For phase 2 we only want to do castlings. These are encoded as two-leg moves, the first leg specifying a slide of the King that must end on the Rook. This is similar to a 'riendly capture' sliding leg, but still a special case in many ways: it must end in a specific location, the piece there must not have moved. So we have dedicated code for that, triggered by a special mode, only used for castling. Instead of following it by a new general leg through a recursive call, this dedicated code interprets the leg that follows by itself; the only info used from it is how many steps the King must move. Where the Rook will then reappear is implied by that.

sub NextLeg togo legindex startsqr cursqr locustsqr dropsqr iso:
  my range dx dy mode to tosqrs;
  // retrieve leg description (next 4 elements in 'legdefs')

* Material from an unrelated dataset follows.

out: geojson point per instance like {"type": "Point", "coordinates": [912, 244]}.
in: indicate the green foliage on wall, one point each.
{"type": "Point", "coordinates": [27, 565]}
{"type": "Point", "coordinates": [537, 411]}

  set range elem #legindex #legdefs;
  set dx elem + 1 #legindex #legdefs;
  set dy elem + 2 #legindex #legdefs;
  set mode elem + 3 #legindex #legdefs;
  verify not flag #startsqr or not & 64 #mode; // 64 = initial
  set tosqrs ray #startsqr #dx #dy;
  set r count #tosqrs;
  verify >= #range #r;
  set to elem dec #r #tosqrs;             // last square of ride
  set stopper space #to;                  // what is on it
  set side islower space #startsqr;       // whether we are black
  set fratricide cond #side islower #stopper isupper #stopper;
  if #fratricide:
    if & 8 #mode: // 8 = first leg of castling
      verify match #to #partners;         // ends at castling partner
      verify not flag #to;                // partner is virgin
      set locustsqr #to;                  // order its removal
      set to where #startsqr elem + 5 #legindex #legdefs 0;
      set dropsqr where #to - 0 #dx #dy;  // make it appear on other side of King
      gosub GotMove #startsqr #to #locustsqr #dropsqr #stopper 1;
    endif;
  endif;
endsub;

This code tests for virginity in two places. First, in the general code, it tests the moving piece when the mode indicates we are dealing with an initial move (which for conventional  castling will  be the case). Then in the dedicated it tests whether the castling partner is virgin. For these tests it uses flags with the name of the board squares. This assumes that in the HandleMove routine, ater each move, there will be a setflag #desti; to indicate the destination square no longer contains its original occupant. If this flag is not set, together with the fact that the square is occupied, it is a guarantee that the original piece is still on the square without having moved.